Il gin è un distillato versatile che include sia prodotti economici che esorbitanti bottiglie da collezione. Ma qual è il prezzo giusto per un buon gin? Scopriamo insieme come orientarsi tra scaffali e distillerie per fare acquisti consapevoli.
Fascia di Prezzo: Cosa Aspettarsi
- Fascia bassa (10-20€): Qui troviamo prodotti industriali con poche e banali botaniche. Per stare in questa fascia di prezzo, spesso anche l’alcool usato potrebbe essere scadente per cui attenzione al mal di testa la mattina dopo! Si tratta dei gin usati nei cocktail che più mascherano il sapore come il gin lemon. Ben pochi prodotti di questa fascia si salvano qualitativamente, tra questi i più classici inglesi come il Beefeater.
- Fascia media (20-40€): Qui cominciamo a trovare gin artigianali di qualità, magari poco conosciuti ma che sperimentano con botaniche più ricercate e profili aromatici complessi. Consiglio a chi si avvicina adesso al mondo del gin di iniziare dai London dry di questa fascia, e magari esplorare per tipologie (agrumati, speziati, alpini) o per provenienza regionale come il valdostano Gin Monte Rosa.
- Premium (40-70€): In questa fascia le distillerie artigianali collocano i propri prodotti più ricercati, o per la qualità dell’alcool/botaniche, o per il processo produttivo come per i gin invecchiati. Questa è la fascia che attira i collezionisti più navigati in cerca di pezzi da conservare.

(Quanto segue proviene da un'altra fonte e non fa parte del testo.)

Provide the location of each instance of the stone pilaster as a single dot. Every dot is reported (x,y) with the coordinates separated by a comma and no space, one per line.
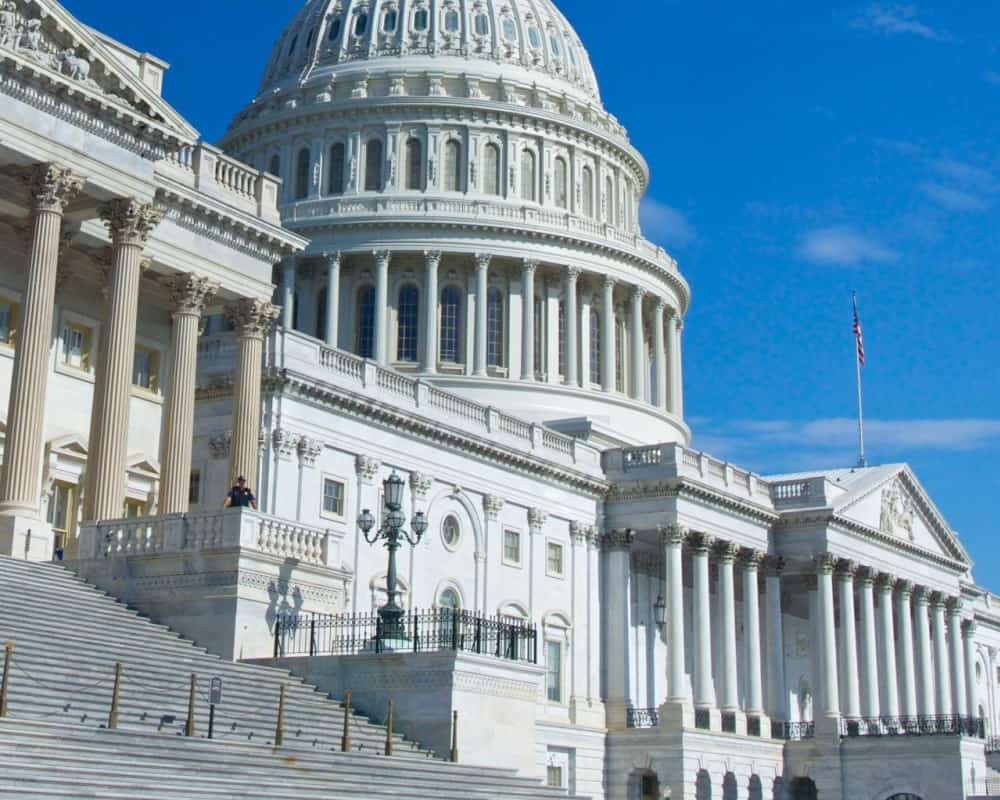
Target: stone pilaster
(130,223)
(51,187)
(251,318)
(189,293)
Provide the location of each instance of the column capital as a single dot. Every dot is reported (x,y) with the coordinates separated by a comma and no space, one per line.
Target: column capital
(129,221)
(673,534)
(700,542)
(251,316)
(190,292)
(618,539)
(52,187)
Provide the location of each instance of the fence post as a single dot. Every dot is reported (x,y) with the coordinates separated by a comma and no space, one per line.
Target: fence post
(454,737)
(279,727)
(8,653)
(113,714)
(345,740)
(189,725)
(388,731)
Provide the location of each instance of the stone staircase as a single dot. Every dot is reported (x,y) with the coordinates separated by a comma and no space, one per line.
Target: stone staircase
(54,742)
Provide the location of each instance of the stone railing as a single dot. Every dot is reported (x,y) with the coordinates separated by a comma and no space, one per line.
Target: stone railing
(207,169)
(226,529)
(344,208)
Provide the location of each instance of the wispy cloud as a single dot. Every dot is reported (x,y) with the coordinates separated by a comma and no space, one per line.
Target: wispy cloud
(896,19)
(665,224)
(844,246)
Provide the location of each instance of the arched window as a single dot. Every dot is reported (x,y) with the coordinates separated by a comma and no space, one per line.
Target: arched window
(408,313)
(302,174)
(366,322)
(528,175)
(491,169)
(595,346)
(373,165)
(452,166)
(562,198)
(337,162)
(414,164)
(494,327)
(587,190)
(451,308)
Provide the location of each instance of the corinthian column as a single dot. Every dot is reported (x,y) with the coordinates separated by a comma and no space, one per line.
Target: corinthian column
(189,293)
(130,224)
(52,187)
(251,318)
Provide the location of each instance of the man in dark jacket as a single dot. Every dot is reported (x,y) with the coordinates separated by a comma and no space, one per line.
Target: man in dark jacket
(240,495)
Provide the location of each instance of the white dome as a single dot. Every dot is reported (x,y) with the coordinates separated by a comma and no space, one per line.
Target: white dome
(527,41)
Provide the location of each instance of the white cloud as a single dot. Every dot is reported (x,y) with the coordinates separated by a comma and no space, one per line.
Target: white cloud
(844,246)
(894,19)
(665,224)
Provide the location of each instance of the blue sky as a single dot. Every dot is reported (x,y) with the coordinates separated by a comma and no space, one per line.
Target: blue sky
(798,151)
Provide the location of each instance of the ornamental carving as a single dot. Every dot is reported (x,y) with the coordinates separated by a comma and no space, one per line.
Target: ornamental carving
(52,187)
(129,221)
(896,517)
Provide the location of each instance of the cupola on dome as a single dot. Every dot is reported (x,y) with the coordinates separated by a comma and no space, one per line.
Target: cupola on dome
(528,41)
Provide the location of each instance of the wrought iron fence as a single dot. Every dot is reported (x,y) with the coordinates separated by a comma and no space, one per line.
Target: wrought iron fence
(426,631)
(642,717)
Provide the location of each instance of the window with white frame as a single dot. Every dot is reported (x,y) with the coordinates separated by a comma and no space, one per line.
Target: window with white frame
(554,559)
(512,547)
(333,497)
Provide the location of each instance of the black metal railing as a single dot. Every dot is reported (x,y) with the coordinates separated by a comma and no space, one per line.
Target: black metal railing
(642,717)
(426,631)
(926,725)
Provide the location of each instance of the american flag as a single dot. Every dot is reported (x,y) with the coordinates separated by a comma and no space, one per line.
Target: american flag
(857,331)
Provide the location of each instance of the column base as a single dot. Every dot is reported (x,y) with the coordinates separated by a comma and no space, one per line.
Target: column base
(26,537)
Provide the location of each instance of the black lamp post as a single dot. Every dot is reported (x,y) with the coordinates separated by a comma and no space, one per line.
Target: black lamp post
(391,614)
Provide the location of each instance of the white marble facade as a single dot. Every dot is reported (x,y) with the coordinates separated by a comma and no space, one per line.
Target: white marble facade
(449,245)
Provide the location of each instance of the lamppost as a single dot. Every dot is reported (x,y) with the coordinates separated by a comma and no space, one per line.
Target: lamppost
(391,614)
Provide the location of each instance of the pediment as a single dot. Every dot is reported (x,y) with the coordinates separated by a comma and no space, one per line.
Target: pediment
(42,35)
(898,507)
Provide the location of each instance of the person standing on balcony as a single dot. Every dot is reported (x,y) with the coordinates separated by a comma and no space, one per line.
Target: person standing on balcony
(240,496)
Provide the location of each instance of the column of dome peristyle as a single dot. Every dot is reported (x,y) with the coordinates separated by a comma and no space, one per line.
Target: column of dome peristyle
(130,224)
(188,294)
(251,318)
(51,187)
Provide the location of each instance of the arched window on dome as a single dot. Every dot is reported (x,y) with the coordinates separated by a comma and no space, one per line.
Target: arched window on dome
(494,327)
(414,164)
(302,166)
(528,188)
(562,195)
(595,346)
(337,163)
(408,320)
(452,166)
(491,169)
(365,336)
(451,317)
(373,165)
(587,191)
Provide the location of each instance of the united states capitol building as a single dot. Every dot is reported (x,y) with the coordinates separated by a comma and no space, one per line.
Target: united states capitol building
(416,251)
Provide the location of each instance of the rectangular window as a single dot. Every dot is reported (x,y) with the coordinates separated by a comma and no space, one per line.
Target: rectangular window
(512,547)
(333,498)
(554,559)
(77,345)
(146,368)
(553,671)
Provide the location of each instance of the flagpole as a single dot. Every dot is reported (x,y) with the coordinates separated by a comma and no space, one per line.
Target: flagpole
(862,461)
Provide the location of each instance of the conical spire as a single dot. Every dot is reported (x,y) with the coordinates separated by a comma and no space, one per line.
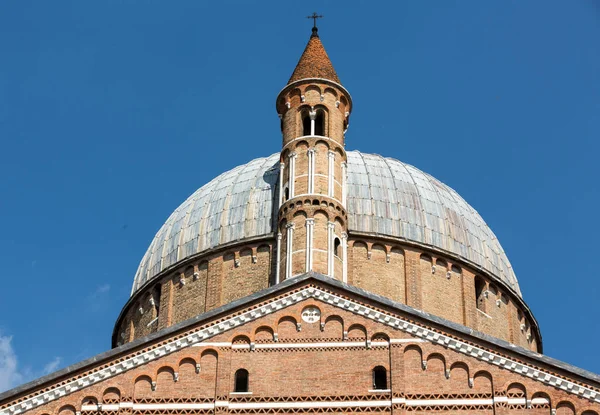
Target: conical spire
(314,62)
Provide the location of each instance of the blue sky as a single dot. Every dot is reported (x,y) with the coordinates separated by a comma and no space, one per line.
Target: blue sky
(113,112)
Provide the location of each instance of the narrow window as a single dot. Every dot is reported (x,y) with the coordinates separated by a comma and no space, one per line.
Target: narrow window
(306,124)
(479,290)
(379,378)
(320,123)
(156,297)
(241,380)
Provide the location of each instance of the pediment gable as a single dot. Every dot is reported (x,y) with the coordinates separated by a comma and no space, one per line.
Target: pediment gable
(313,315)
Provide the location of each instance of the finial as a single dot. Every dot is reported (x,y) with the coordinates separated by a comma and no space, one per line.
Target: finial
(315,16)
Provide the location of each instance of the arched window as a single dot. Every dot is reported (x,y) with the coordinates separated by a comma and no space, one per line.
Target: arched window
(336,247)
(313,122)
(156,296)
(379,378)
(241,381)
(286,193)
(479,293)
(320,123)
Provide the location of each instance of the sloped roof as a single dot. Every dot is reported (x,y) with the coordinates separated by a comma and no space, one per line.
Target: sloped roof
(314,62)
(384,197)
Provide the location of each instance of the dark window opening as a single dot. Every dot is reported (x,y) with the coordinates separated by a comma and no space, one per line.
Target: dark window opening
(379,378)
(320,124)
(286,194)
(241,380)
(479,293)
(156,296)
(306,124)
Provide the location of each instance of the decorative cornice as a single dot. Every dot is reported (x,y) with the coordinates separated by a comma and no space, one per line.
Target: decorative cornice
(201,334)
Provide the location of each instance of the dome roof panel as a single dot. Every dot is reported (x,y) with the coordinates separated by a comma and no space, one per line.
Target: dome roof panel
(384,196)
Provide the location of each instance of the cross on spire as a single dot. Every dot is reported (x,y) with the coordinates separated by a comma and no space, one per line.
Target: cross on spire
(315,16)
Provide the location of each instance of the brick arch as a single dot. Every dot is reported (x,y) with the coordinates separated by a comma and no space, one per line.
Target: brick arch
(89,400)
(302,144)
(142,387)
(313,87)
(357,332)
(294,94)
(329,90)
(516,390)
(541,400)
(459,376)
(565,408)
(301,112)
(360,245)
(187,368)
(323,142)
(438,360)
(241,339)
(165,377)
(326,118)
(483,382)
(111,395)
(287,327)
(264,334)
(205,380)
(378,252)
(413,366)
(380,336)
(442,263)
(67,410)
(334,327)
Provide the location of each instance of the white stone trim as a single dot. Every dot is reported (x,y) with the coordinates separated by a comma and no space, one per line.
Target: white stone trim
(200,335)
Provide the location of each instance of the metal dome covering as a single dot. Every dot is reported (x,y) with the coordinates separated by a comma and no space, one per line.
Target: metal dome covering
(384,196)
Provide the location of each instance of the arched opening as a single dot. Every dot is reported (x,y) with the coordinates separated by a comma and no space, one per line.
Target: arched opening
(479,293)
(379,378)
(320,123)
(306,123)
(286,193)
(156,296)
(241,381)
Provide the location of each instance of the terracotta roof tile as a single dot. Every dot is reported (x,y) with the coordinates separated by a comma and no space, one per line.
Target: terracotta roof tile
(314,62)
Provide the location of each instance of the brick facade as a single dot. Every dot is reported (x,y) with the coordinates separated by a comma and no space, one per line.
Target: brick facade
(323,364)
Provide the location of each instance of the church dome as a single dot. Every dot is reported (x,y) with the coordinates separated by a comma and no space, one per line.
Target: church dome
(385,197)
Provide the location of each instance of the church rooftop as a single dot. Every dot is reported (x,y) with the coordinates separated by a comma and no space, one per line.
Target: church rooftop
(314,62)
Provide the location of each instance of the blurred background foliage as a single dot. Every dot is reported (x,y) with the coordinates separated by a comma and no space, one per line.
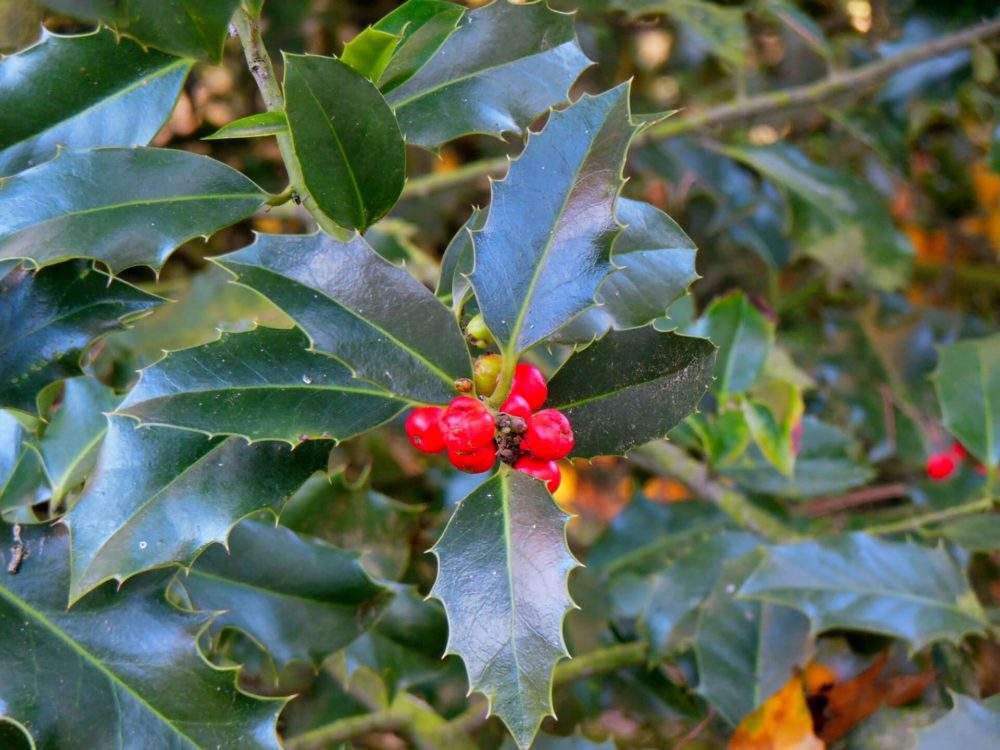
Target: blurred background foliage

- Lusso (70€+): In qiesta fascia troviamo le edizioni limitate e numerate di gin di altissima gamma. Curiosamente però, per come è fatto il mondo del lusso. consiglio sempre l’assaggio prima di acquistare un prodotto di questa fascia. Il mondo del lusso infatti non è pieno solo di artigiani molto esperti, ma anche di spregiudicati rivenditori che vestono prodotti di fascia media per altissima qualità. Occhio quindi alla fregatura e avviciniamoci a questi prodotti solo aver maturato l’esperienza necessaria.
Cosa Giustifica il Prezzo?
- Origine delle botaniche (ingredienti rari = costo maggiore)
- Processo produttivo (distillazione artigianale vs industriale)
- Packaging (bottiglie artistiche o numerate)
- Prestigio del brand
Trappole da Evitare
- Bottiglie costose solo per il packaging, in particolare le edizioni speciali di prodotti di fascia media.
- “Gin locali” sovraprezzati senza reali qualità distintive e senza una chiara indicazione sulla provenienza delle botaniche
- Edizioni “limitata” senza vera rarità
Il Nostro Consiglio
Il miglior gin è quello che piace a te, non necessariamente il più costoso. Prova diverse fasce di prezzo per trovare il tuo equilibrio perfetto tra qualità e budget.
E tu, qual è il gin che ritieni perfetto per rapporto qualità-prezzo?